Tech Stocks Face ‘Bumpy Ride’ Amid E-Commerce Woes

  • Prepare for a “bumpy ride” in stocks, longtime angel investor Mike Ghaffary told CNBC on Thursday. 
  • Markets had a “false sense of hope” that the Federal Reserve wouldn’t embark on an aggressive rate-hike cycle, he said. 
  • The Federal Reserve has already raised interest rates by 75 basis points this year, with more hikes in store. 

Tech stocks are leading Thursday’s market rout, and investors should brace for more


as the

Federal Reserve

‘s hawkish push in raising interest rates leads to repricing, Canvas Ventures’ general partner Mike Ghaffary said on CNBC on Thursday. 

The Nasdaq Composite tumbled by more than 5%, and the S&P 500 slid by more than 3%. E-commerce stocks including eBay, Shopify, and Etsy and Wayfair were part of the selloff after the companies reported mixed financial results that often included weaker-than-expected forecasts. 

The rout erased Wednesday’s rally that took place after Fed Chairman Jerome Powell said the central bank wasn’t actively considering a rate hike of 75 basis points that would follow its half-point increase to the benchmark lending rate to a range of 0.75% to 1%. 

“Yesterday, there was a false sense of hope that surrounded this idea that there wouldn’t be an aggressive rate hike in the future. But I think the reality set in that we’re in the middle of a long deleveraging cycle that’s going to continue to be painful,” Ghaffary said in an interview on CNBC’s “TechCheck” show. 

“In addition to that, you’ve got obviously inflation and labor issues. So I think you’ve got to buckle up for a bumpy ride ahead,” said Ghaffary, who co-founded podcast distributor Stitcher and was a Yelp executive before joining Canvas Ventures in 2019. 
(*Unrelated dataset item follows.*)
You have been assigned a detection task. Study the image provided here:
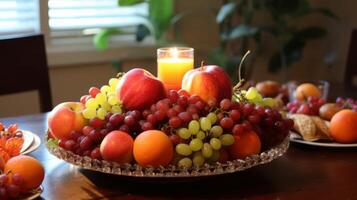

Growth-oriented tech stocks in particular are vulnerable as bond yields climb alongside the Fed’s tightening cycle. On Thursday, the 10-year Treasury yield soared as much as 17 basis points to 3.09%, the highest since 2018.

And more hawkishness is expected. Economists widely consider the Fed as being behind the curve in taming inflation which in March had accelerated to 8.5%, the fastest increase since December 1981. Fed funds futures investors on Thursday priced in an 82.9% chance the central bank will raise its key rate by 75 basis points at the June 14-15 meeting. 

Still, Ghaffary was upbeat that some stocks will eventually come out of the current turbulence.

“For example, Amazon is a long-term hold,” he said. “They face a lot of headwinds now. They are priced very aggressively. But it’s hard for me to imagine a future five years from now where Amazon isn’t a really valuable company and continuing to increase market share.”

There are stock bargains to be had in the e-commerce space but that space is facing a difficult interest rate environment and increasing inflation that will put pressure on consumer spending. 

“If you’re trying to day trade and if you’re trying to call the bottom market, that’s notoriously difficult. If you have a long-term view, you can build a case around a few specific companies if you have a reason to think they’ve got a defensible long-term moat that will give them an advantage,” Ghaffary said.